Paradigm Shifting from an outdated sex addiction model to a new sexual health model

Debate within my profession:

Sometimes the public isn’t aware of nor even concerned with the idea that different professionals treat the same issue from different perspectives. The public or consumer is usually my first concern and your understanding and knowledge is paramount to me. It bothers me when clinicians in my profession state theory in terms of fact. It bothers me when closed minded people push their value systems on to others in an attempt to control and shame them.

There is a new gold standard of treating Out-of-Control Sexual Behavior and my profession is currently in a huge internal struggle some might say fight. This shift will be and is currently profoundly troubling to clinicians who are entrenched in the sex addiction paradigm. I personally have empathy for them because they will have to change and grow. Growth is painful at times so in that I do have empathy. It doesn’t change that when we know better we must do better.

Doug Braun-Harvey and Michael Vigorito have laid out a model of treating individuals who struggle with feeling out of control in their relationship to sexual thoughts, urges and behavior.

We have many many years of viewing sexuality through an act-centered lens by which treatment models have evolved and been refined. Much like when individuals thought the world was flat and then we found out it wasn’t it made for a great deal of discomfort. But once you are aware of and have the knowledge that sex addiction really isn’t scientifically prove-able as a matter of record the sex addiction model has actually been falsified.

What to do now that a new model exists?

The new model challenges clinicians with concepts of ethics and professionalism in ways that can at times feel like a struggle. None the less it is our professional ethics that should drive us to continue to assess our own knowledge and competence around an area we treat that should propel clinicians to revisit the way they view clients who feel out-of-control.

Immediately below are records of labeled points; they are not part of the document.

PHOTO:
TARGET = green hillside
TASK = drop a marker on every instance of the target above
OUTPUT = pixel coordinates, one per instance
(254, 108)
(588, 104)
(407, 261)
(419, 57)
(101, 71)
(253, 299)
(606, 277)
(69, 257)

Recently there was position statement by AASECT here it is:

AASECT Position Statement – Sex Addiction

Founded in 1967, the American Association of Sexuality Educators, Counselors and Therapists (AASECT) is devoted to the promotion of sexual health by the development and advancement of the fields of sexual education, counseling and therapy. With this mission, AASECT accepts the responsibility of training, certifying and advancing high standards in the practice of sexuality education services, counseling and therapy. When contentious topics and cultural conflicts impede sexual education and health care, AASECT may publish position statements to clarify standards to protect consumer sexual health and sexual rights.

AASECT recognizes that people may experience significant physical, psychological, spiritual and sexual health consequences related to their sexual urges, thoughts or behaviors. AASECT recommends that its members utilize models that do not unduly pathologize consensual sexual problems. AASECT 1) does not find sufficient empirical evidence to support the classification of sex addiction or porn addiction as a mental health disorder, and 2) does not find the sexual addiction training and treatment methods and educational pedagogies to be adequately informed by accurate human sexuality knowledge. Therefore, it is the position of AASECT that linking problems related to sexual urges, thoughts or behaviors to a porn/sexual addiction process cannot be advanced by AASECT as a standard of practice for sexuality education delivery, counseling or therapy.

AASECT advocates for a collaborative movement to establish standards of care supported by science, public health consensus and the rigorous protection of sexual rights for consumers seeking treatment for problems related to consensual sexual urges, thoughts or behaviors.

This statement calls for clinicians to revisit their own conceptualizations.  I am cautiously hopeful that both clinicians and consumers will find help so that we may all grow in our understanding of sexual health.